Память о поцелуе сделала даже поездку на метро не такой отвратной, а это кое-что да значит, потому что ветка через Море Спокойствия — самая гнусная линия подлунных поездов, особенно в ночное время. Около часа ночи древнее чудище из пластика и алюминия ни с того ни с сего застряло между остановками. Иеронимус несколько часов просидел в жаре и духоте. Флюоресцентные лампы то вспыхивали, то гасли. Голос из хрипящего динамика периодически разъяснял причины задержки, но никто его не слушал: в переполненном вагоне почти все были под градусом. Горластые, потные пассажиры, должно быть, возвращались домой с вечеринок, с концертов и других ночных развлечений. Некоторые громко разговаривали, другие спали, кого-то тошнило. Кто-то пел, пару раз вспыхивали драки. Все это почти не задевало Иеронимуса. Он только что целовался с девчонкой в парке аттракционов, где высоко в небе сияла Земля, и чудесное воспоминание помогало отгородиться от творящегося вокруг безобразия.
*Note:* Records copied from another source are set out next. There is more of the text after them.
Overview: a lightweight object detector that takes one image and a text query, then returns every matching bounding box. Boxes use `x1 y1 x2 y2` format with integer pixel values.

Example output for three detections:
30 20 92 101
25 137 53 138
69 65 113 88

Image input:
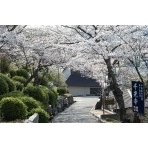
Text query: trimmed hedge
19 96 40 112
16 69 29 79
38 75 48 86
15 81 24 91
0 77 9 95
30 108 50 123
12 76 27 84
0 73 16 92
23 85 49 108
0 97 27 121
0 91 25 100
48 90 58 107
9 69 17 78
57 87 67 95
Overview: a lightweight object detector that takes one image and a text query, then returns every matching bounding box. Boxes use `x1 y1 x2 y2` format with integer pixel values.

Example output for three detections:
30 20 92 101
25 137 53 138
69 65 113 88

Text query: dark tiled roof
110 89 148 109
66 72 100 87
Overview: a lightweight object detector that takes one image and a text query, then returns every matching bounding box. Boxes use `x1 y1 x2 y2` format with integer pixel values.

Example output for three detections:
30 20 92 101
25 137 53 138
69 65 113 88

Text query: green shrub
57 87 66 95
23 85 49 108
12 76 27 84
0 97 27 121
9 69 17 78
38 75 48 86
0 77 9 95
0 56 11 74
30 108 50 123
15 81 24 91
0 73 16 92
0 91 25 98
16 69 29 79
19 96 40 112
48 90 58 107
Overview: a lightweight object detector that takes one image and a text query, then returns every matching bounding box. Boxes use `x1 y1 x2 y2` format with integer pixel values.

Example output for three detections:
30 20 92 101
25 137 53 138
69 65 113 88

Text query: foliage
19 96 40 112
0 73 16 92
12 76 26 84
0 77 9 95
0 91 25 100
30 108 50 123
9 69 17 78
16 69 29 79
48 90 58 107
15 81 24 91
38 75 48 86
0 56 11 74
57 87 67 95
23 85 49 108
0 97 27 121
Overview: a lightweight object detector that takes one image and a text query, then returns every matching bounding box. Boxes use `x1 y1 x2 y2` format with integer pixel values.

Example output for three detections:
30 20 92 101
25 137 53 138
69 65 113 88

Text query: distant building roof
66 71 100 87
110 89 148 109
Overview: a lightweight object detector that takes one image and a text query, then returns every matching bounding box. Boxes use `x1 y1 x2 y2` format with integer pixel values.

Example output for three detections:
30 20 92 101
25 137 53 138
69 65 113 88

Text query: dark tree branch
6 25 18 32
111 44 122 52
77 25 94 38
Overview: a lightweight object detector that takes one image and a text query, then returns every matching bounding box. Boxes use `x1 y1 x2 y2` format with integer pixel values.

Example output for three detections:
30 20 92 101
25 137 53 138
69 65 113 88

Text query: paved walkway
52 96 99 123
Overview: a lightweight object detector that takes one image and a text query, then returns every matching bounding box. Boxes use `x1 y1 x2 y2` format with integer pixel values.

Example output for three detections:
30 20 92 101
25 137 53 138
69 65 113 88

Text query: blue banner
132 81 144 114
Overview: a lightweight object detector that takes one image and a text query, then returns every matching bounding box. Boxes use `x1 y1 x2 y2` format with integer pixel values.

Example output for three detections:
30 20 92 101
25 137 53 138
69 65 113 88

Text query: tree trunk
104 58 126 121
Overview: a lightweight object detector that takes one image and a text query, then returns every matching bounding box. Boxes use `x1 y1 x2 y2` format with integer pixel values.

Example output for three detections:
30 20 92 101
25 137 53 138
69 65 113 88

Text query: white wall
68 86 90 96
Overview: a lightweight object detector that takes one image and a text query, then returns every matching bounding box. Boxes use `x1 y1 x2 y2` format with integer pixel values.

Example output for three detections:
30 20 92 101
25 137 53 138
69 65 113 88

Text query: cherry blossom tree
55 25 148 121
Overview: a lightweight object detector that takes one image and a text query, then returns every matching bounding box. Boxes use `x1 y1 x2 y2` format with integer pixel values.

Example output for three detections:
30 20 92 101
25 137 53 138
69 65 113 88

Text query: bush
30 108 50 123
23 85 49 108
0 73 16 92
0 77 9 95
0 91 25 100
48 90 58 107
15 81 24 91
19 96 40 112
12 76 27 84
38 75 48 86
16 69 29 79
0 56 11 73
0 97 27 121
57 87 66 95
9 69 17 78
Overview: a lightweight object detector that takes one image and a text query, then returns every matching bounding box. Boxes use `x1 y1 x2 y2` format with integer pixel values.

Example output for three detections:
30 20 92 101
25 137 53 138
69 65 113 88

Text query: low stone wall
25 113 39 123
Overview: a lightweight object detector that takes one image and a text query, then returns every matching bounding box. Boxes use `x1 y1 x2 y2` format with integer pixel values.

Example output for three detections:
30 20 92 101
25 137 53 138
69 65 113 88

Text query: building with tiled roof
63 71 101 96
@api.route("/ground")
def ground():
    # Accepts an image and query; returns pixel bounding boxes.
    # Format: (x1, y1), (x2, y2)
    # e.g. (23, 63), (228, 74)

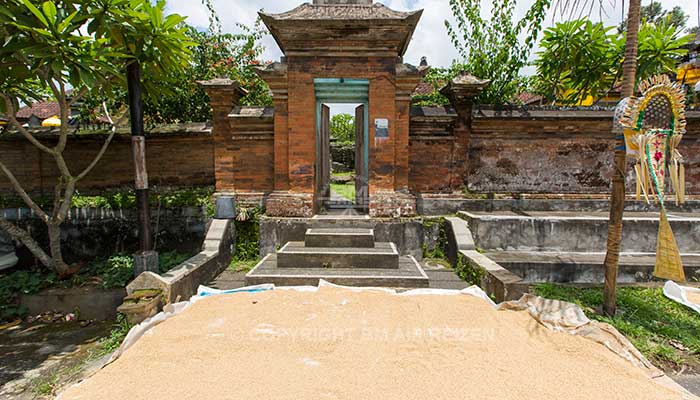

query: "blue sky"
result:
(167, 0), (698, 113)
(168, 0), (698, 66)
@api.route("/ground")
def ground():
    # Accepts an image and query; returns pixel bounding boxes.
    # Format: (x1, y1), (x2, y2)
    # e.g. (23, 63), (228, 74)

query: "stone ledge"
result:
(126, 220), (235, 304)
(369, 191), (417, 218)
(265, 192), (314, 218)
(459, 250), (530, 303)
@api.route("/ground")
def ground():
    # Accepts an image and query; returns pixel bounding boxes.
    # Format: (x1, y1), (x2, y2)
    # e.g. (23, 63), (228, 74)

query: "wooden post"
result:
(127, 61), (153, 253)
(603, 0), (641, 316)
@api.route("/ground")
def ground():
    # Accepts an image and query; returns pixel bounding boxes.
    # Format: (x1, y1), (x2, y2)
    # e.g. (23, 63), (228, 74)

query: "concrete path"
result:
(207, 261), (469, 290)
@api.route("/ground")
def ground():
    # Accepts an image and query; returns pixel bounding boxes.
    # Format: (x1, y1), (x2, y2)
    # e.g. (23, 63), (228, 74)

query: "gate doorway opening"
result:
(314, 79), (369, 214)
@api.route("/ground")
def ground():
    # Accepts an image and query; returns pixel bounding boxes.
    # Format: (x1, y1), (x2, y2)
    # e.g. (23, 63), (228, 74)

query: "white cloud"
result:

Девочка была красивая, он таких никогда не встречал. Иностранка. Туристка с Земли.
Он добрался домой в пять утра, жутко поскандалил с отцом, еле доплелся до своей комнаты и вырубился. Проспал семь часов и проснулся, ничего не соображая.
Борясь с отупением, Иеронимус пытался припомнить вчерашнюю ночь. Правда, на Луне ночь не так уж отличается от дня. Из-за искусственной атмосферы небо всегда одного и того же красноватого оттенка. Земляне его называют «предрассветные сумерки». И она тоже так говорила. Она… А как ее звали? Что он за парень такой — поцеловал девчонку, а назавтра уже и имени ее не помнит? И ведь не пьяный вроде был… Не пил он.
Иеронимус выглянул из-под одеяла. Часы на захламленном столе показывали двенадцать. Причина его забывчивости явно не в недосыпе.
Зверски воняло машинным маслом. Иеронимус откинул одеяло и с изумлением обнаружил, что не только полностью одет, но и весь измазан какой-то дрянью промышленного происхождения. Зеленоватая маслянистая гадость, грязь, копоть… Белая пластиковая куртка валялась на полу, вся в пятнах машинного масла, бок распорот сверху донизу.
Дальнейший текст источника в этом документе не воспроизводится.